37      Vastgesteld moet worden dat in het hoofdgeding een vennootschap naar Nederlands recht die haar feitelijke bestuurszetel buiten het Nederlandse grondgebied wil verplaatsen, in het kader van de uitoefening van het recht dat haar door artikel 49 VWEU wordt gewaarborgd, een liquiditeitsnadeel ondervindt in vergelijking met een vergelijkbare vennootschap die haar feitelijke bestuurszetel in Nederland behoudt. Krachtens de nationale regeling die in het hoofdgeding aan de orde is, leidt de verplaatsing van de feitelijke bestuurszetel van een vennootschap naar Nederlands recht immers tot de onmiddellijke belasting van de latente meerwaarden in de verplaatste activa, terwijl dergelijke meerwaarden niet worden belast wanneer een dergelijke vennootschap haar zetel binnen het Nederlandse grondgebied verplaatst. De meerwaarden in de activa van een vennootschap die overgaat tot een verplaatsing van haar zetel binnen de betrokken lidstaat worden pas belast wanneer en voor zover zij daadwerkelijk worden gerealiseerd. Dit verschil in behandeling wat de heffing op de meerwaarden betreft, is dusdanig dat het een vennootschap naar Nederlands recht zal ontmoedigen om haar zetel naar een andere lidstaat te verplaatsen (zie in die zin reeds aangehaalde arresten de Lasteyrie du Saillant, punt 46, en N, punt 35).
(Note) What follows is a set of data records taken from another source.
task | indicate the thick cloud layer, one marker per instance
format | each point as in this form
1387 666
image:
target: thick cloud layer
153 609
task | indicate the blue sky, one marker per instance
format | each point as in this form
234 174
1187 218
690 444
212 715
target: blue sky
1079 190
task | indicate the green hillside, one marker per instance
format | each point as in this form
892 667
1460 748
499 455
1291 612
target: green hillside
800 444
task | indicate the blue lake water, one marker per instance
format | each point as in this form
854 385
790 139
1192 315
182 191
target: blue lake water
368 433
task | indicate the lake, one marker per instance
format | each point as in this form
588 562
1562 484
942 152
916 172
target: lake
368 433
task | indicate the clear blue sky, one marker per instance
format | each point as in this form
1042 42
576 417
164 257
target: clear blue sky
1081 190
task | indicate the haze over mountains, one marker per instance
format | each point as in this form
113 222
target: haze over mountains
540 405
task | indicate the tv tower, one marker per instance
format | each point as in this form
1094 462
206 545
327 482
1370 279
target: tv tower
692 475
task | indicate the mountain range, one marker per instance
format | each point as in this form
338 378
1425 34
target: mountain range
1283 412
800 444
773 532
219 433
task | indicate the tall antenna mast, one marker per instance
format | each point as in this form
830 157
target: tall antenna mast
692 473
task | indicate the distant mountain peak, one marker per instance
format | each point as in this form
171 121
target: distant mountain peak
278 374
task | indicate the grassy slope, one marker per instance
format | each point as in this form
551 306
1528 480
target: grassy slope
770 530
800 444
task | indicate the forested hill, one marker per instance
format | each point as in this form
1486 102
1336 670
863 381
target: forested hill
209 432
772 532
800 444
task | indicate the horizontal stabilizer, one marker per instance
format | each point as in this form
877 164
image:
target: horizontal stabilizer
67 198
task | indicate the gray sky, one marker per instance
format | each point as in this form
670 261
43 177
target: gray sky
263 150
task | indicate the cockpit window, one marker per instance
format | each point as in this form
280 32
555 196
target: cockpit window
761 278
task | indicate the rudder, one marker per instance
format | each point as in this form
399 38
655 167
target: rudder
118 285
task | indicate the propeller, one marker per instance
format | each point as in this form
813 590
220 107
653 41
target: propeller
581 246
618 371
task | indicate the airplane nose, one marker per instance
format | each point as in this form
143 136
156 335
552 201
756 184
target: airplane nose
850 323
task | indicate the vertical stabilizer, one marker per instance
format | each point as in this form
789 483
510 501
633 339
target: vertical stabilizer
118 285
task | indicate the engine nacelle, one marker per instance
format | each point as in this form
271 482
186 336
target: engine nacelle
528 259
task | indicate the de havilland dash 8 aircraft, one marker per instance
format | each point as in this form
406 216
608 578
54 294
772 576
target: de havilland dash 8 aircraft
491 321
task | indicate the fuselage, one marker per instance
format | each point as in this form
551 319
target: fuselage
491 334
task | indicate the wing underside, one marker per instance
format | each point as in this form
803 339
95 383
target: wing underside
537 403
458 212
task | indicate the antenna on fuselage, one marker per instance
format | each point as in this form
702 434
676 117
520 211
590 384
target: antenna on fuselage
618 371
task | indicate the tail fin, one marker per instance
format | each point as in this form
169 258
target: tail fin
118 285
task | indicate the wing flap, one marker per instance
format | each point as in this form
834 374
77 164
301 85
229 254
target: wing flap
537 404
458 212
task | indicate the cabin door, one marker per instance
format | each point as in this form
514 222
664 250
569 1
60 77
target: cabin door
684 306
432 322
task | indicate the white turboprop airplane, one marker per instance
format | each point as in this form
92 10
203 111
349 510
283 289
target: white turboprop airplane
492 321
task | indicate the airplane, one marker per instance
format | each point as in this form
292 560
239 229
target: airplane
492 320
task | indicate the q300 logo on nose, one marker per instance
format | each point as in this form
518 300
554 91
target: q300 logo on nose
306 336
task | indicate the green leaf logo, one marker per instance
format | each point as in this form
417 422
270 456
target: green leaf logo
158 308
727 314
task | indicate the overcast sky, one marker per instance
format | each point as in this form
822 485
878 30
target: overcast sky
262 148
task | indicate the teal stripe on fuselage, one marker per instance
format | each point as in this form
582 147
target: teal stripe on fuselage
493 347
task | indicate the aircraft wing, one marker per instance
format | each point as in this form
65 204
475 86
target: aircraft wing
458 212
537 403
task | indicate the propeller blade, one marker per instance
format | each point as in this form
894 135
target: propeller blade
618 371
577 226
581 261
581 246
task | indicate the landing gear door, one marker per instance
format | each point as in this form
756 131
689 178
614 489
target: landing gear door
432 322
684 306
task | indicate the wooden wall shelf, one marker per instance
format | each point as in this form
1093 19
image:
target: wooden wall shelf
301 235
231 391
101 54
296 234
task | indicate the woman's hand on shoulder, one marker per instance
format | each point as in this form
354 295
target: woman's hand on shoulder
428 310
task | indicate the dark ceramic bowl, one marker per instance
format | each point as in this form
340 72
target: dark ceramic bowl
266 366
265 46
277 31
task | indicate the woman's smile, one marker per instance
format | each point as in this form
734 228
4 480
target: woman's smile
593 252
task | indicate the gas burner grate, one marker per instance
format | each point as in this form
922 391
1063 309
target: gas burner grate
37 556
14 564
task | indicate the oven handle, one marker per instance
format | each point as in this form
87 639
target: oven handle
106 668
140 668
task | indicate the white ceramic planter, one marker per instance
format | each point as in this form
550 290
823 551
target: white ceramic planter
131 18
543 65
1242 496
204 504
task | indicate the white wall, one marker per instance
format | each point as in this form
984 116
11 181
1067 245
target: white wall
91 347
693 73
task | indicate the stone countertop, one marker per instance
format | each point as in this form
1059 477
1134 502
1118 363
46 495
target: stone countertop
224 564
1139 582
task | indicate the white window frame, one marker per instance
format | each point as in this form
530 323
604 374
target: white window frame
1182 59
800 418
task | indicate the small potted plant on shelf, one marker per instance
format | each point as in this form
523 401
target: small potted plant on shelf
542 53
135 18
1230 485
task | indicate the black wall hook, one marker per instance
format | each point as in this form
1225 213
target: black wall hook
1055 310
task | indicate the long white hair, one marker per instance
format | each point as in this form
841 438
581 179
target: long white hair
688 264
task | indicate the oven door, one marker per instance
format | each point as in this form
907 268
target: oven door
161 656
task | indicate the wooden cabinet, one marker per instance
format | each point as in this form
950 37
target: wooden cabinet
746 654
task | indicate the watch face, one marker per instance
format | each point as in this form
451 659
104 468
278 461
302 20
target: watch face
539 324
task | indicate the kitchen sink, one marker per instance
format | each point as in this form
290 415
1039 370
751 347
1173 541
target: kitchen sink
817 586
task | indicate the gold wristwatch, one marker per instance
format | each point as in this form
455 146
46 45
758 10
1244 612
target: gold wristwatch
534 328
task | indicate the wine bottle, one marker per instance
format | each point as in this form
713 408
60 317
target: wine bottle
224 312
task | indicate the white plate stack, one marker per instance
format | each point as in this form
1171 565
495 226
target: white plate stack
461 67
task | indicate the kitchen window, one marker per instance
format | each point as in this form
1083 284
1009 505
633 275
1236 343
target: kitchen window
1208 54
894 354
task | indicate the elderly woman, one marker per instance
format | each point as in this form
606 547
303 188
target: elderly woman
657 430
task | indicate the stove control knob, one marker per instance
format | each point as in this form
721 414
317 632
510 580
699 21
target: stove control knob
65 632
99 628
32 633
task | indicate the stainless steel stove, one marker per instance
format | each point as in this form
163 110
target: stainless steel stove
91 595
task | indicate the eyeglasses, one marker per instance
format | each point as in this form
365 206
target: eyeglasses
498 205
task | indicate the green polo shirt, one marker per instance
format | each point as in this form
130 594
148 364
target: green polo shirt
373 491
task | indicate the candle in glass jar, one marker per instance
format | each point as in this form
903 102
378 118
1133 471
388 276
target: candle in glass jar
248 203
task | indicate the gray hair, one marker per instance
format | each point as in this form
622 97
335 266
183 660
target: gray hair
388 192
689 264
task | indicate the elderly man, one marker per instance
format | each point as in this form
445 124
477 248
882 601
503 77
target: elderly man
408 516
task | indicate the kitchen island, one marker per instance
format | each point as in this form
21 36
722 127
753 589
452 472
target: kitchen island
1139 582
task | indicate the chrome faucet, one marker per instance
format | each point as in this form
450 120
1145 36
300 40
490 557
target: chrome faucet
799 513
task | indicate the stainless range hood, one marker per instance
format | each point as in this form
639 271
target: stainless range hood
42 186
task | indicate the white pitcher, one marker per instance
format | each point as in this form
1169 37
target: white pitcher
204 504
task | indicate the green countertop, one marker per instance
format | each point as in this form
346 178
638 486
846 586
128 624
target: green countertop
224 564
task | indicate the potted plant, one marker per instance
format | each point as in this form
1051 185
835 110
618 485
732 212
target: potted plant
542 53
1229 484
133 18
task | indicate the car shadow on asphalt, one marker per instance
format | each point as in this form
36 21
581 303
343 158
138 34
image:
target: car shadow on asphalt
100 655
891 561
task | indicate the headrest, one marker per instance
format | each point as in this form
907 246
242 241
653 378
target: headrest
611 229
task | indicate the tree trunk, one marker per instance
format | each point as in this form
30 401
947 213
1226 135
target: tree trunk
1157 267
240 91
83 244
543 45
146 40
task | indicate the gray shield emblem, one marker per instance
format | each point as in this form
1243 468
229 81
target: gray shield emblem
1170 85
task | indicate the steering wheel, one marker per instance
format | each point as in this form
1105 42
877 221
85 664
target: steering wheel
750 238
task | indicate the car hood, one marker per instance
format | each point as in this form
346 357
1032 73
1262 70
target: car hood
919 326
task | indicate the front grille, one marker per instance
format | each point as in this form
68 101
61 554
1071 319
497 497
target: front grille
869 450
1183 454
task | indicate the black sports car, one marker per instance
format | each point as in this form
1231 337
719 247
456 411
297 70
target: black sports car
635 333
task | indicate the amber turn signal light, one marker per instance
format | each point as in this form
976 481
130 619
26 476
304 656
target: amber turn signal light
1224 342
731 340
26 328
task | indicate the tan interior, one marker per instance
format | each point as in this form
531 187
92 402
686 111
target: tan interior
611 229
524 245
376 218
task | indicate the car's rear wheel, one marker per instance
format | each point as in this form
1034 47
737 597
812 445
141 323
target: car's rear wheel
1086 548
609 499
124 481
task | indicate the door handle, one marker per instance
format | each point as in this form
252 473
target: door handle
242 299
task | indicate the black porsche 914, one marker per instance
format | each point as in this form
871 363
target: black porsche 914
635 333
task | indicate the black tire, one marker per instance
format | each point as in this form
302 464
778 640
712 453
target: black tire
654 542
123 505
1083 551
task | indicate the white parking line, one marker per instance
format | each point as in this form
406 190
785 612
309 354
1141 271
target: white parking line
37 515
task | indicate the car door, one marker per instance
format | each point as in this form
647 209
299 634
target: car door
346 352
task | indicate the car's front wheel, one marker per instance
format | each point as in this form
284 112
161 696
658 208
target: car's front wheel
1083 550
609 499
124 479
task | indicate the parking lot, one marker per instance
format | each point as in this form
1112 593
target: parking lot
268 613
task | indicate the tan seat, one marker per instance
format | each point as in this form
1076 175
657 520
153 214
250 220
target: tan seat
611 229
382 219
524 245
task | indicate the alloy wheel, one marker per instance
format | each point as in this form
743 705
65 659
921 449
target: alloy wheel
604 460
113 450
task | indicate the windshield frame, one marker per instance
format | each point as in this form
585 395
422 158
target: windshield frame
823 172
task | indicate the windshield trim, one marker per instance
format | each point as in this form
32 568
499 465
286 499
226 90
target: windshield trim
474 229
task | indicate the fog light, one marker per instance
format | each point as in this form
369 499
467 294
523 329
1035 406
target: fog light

38      Het aldus geconstateerde verschil in behandeling wordt niet verklaard door een objectief verschil tussen de situaties. Vanuit het oogpunt van de regelgeving van een lidstaat die de op haar grondgebied aangegroeide meerwaarden wil belasten, is de situatie van een naar het recht van genoemde lidstaat opgerichte vennootschap die haar zetel naar een andere lidstaat wil verplaatsen, immers vergelijkbaar met die van een vennootschap die eveneens naar het recht van de eerste lidstaat is opgericht en die haar zetel in die lidstaat wil behouden, voor zover het de belasting betreft van de meerwaarden in de activa die in de eerste lidstaat zijn aangegroeid vóór de zetelverplaatsing.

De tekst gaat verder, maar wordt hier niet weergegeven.